The Opinion thus strikes a balance that leaves corporate lawyers outside the scope of Article 19, but allows other employees, not hired on their condition of lawyers, to perform as lawyers if they are specifically hired to that effect in parallel to the other tasks they perform for the legal person. That will only be possible in those countries in which a lawyer can be admitted to the bar and simultaneously perform other tasks (for example, a civil servant working for a public University that is admitted to the bar under the rules of the national bar association).

My only objection to the Opinion concerns the way in which it compares the case of lawyers in direct actions (at the General Court, mostly) with their participation in preliminary references (at the Court of Justice, exclusively). As is known, Union courts impose no restriction on lawyers to intervene in preliminary references, as long as they are authorized to represent the party in the main proceedings. Therefore, if corporate lawyers are authorized under national law to represent their clients in national courts, they will be able to represent their clients before the Court of Justice if a reference for a preliminary ruling is requested by the national court. This asymmetry strikes me as very odd.
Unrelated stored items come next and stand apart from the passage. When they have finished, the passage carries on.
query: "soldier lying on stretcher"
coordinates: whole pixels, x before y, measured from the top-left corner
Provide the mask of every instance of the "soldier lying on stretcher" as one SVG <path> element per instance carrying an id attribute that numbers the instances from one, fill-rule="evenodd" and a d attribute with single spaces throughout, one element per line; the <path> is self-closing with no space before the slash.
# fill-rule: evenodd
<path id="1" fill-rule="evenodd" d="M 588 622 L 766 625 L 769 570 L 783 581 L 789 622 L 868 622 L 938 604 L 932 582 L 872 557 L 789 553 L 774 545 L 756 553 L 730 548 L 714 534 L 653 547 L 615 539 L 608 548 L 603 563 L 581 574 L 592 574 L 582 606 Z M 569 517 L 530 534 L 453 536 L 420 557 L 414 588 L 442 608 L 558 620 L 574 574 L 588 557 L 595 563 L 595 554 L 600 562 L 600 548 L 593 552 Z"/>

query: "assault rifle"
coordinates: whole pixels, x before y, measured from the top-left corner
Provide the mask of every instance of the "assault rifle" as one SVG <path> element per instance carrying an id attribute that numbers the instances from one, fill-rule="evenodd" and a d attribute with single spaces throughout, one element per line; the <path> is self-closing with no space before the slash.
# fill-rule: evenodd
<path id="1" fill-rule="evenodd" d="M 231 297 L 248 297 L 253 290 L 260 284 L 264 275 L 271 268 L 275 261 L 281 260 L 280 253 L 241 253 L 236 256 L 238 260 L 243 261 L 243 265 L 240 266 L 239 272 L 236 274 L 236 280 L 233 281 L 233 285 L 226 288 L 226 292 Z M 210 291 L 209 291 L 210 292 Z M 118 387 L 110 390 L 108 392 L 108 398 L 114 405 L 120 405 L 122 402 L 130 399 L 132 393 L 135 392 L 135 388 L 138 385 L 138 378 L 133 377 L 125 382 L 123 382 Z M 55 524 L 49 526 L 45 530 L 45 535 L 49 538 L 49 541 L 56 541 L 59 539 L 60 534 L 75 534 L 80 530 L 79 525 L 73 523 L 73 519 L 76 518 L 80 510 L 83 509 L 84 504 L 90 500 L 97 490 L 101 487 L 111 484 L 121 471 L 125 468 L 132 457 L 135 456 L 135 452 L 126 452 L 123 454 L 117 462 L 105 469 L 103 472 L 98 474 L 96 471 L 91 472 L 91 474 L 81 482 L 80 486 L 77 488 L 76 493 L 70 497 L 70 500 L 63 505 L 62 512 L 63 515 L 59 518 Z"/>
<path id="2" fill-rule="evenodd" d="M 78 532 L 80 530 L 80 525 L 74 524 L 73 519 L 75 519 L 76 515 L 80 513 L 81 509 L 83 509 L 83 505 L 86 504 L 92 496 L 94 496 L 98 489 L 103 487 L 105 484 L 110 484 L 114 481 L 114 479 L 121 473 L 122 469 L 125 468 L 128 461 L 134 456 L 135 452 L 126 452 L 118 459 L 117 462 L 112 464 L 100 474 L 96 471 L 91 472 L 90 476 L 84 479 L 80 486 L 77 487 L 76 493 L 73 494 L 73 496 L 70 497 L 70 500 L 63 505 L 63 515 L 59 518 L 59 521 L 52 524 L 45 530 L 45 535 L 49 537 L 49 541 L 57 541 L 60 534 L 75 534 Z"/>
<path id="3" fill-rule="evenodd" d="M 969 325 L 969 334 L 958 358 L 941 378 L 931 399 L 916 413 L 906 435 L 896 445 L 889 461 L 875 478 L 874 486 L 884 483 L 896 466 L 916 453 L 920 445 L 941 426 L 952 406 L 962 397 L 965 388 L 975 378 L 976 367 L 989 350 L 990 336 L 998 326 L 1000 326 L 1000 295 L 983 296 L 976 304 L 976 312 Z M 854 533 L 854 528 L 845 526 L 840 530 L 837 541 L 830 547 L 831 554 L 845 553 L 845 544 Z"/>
The rigid stance in direct actions suddenly becomes total flexibility in a key procedure such as the preliminary reference procedure, which consumes more than half of the Court of Justice’s annual workload. The Opinion argues that preliminary references are too specific to serve as a template, but I think that this contrast is way too bizarre to stand the course of time.

The Opinion in Uniwersytet Wrocławski is yet another example of how key procedural issues are coming back over and over again. It is also a lesson on the role of lawyers and the performance of their tasks (and duties). And irrespective of whether the Court decides to go in one direction or the other, the case has provided, at last, some clarity in a field that needed it badly.